When I was eleven years old studying Gettysburg, I instinctively zoomed in on the second day - July 2, 1863 -- for special attention.  

Today is the 150th anniversary of that second day.

The field names have stuck with me permanently ever since I was that kid, names like the Sickles' Salient, the Peach Orchard, the Wheatfield, Houck's Ridge, Devil's Den, Plum Run and the Valley of Death, the Trostle Farm, the charge of the First Minnesota -- all of them. 

Once upon another time, I was early by one night in rendezvousing with extended family converging on Gettysburg for a wedding, so that very same night I made my way up Little Round Top by foot -- in the pitch dark -- and slept in a rock crevice beneath the statue of Union Brigadier General Gouverneur K. Warren formerly of the Corps of Topographical Engineers, until about dawn the next morning.
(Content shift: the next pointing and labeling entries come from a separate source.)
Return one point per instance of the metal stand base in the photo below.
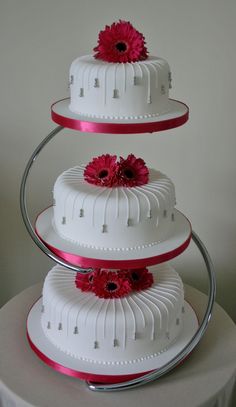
(156, 374)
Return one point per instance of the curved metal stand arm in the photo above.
(187, 349)
(23, 205)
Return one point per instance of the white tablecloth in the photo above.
(206, 379)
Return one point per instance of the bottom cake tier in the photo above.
(115, 331)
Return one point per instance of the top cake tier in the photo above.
(132, 90)
(120, 88)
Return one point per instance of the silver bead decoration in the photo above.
(115, 343)
(104, 228)
(96, 83)
(170, 80)
(115, 94)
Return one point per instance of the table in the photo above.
(206, 379)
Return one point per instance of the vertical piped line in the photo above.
(105, 84)
(143, 302)
(133, 318)
(137, 201)
(139, 190)
(115, 74)
(144, 323)
(155, 198)
(127, 205)
(105, 318)
(149, 97)
(133, 76)
(83, 77)
(114, 320)
(105, 206)
(102, 305)
(117, 202)
(94, 204)
(124, 74)
(124, 322)
(136, 64)
(91, 68)
(153, 66)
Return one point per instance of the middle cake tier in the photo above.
(131, 215)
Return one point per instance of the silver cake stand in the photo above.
(183, 354)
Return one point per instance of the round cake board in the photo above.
(177, 114)
(180, 236)
(100, 372)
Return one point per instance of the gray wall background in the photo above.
(39, 40)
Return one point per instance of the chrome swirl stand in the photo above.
(155, 374)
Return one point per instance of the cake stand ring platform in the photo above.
(176, 115)
(84, 260)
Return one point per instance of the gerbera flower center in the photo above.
(103, 173)
(121, 46)
(128, 173)
(111, 286)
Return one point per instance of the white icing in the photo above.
(119, 219)
(112, 331)
(119, 90)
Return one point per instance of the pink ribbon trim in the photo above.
(86, 262)
(82, 375)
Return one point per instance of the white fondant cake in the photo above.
(117, 218)
(119, 90)
(117, 330)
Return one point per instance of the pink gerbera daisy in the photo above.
(102, 171)
(121, 42)
(141, 279)
(111, 284)
(84, 281)
(132, 171)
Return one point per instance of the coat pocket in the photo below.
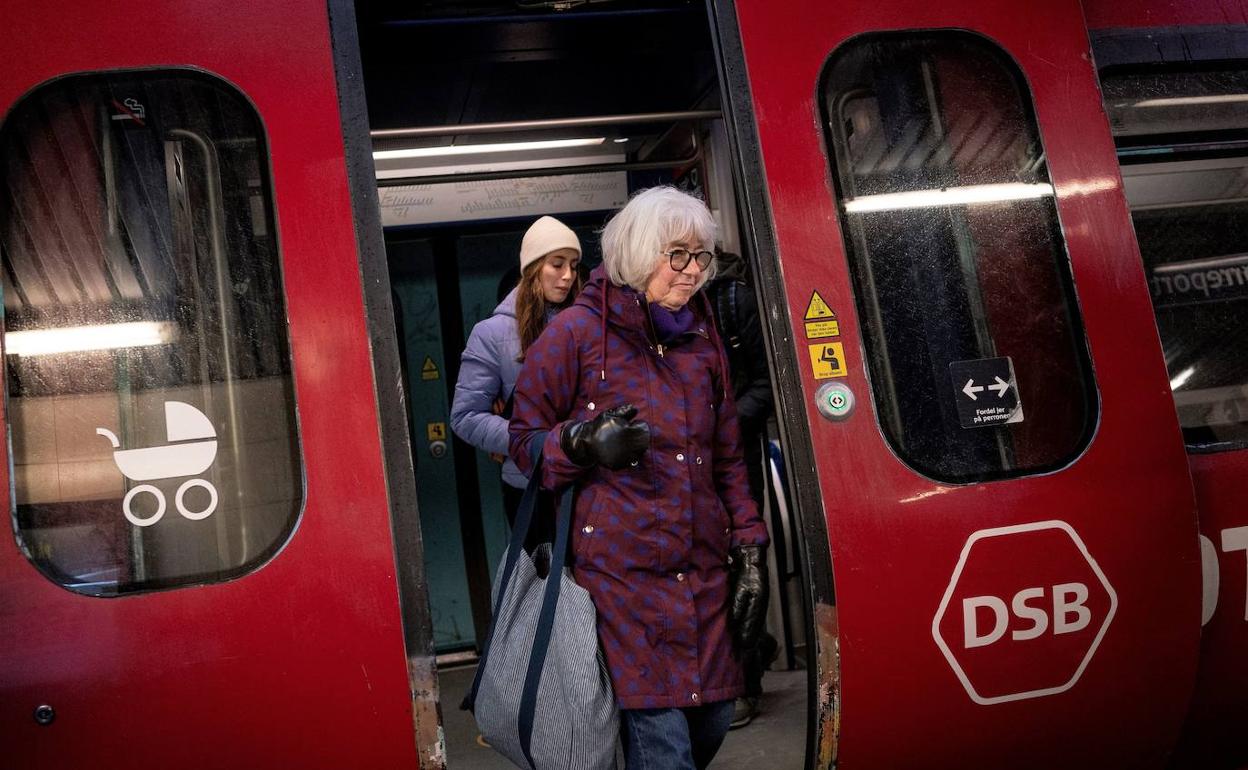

An eerie experience, as you can probably imagine. Lots of strange rustling noises like those made by restless birds and, perhaps, wandering souls of the dead. 

Today's Rune: Journey.  

4 comments:

Charles Gramlich said...

What a battle it was. Microcosm of the whole war.

Luma Rosa said...

Hi, Erik!
Some memories are for the good, others are evil. The certainty we have is that they were good when they hit with nostalgia.
Happy day!
Beijus,

Erik Donald France said...

Cheers, y;all -- thankx for the comments. True, Charles, and true, Luma ~!

Johnny Yen said...

Visiting the Gettysburg battlefield is on my "bucket list." I would love to do two things: to stand where Chamberlain's troops defended Little Round Top, and to walk the path the Confederate troops took trying vainly to defeat those troops. The American Civil War was extraordinarily brutal because, as always, the commanders were fighting the last war; they hadn't caught up with the technology. This problem hasn't gone away in subsequent wars.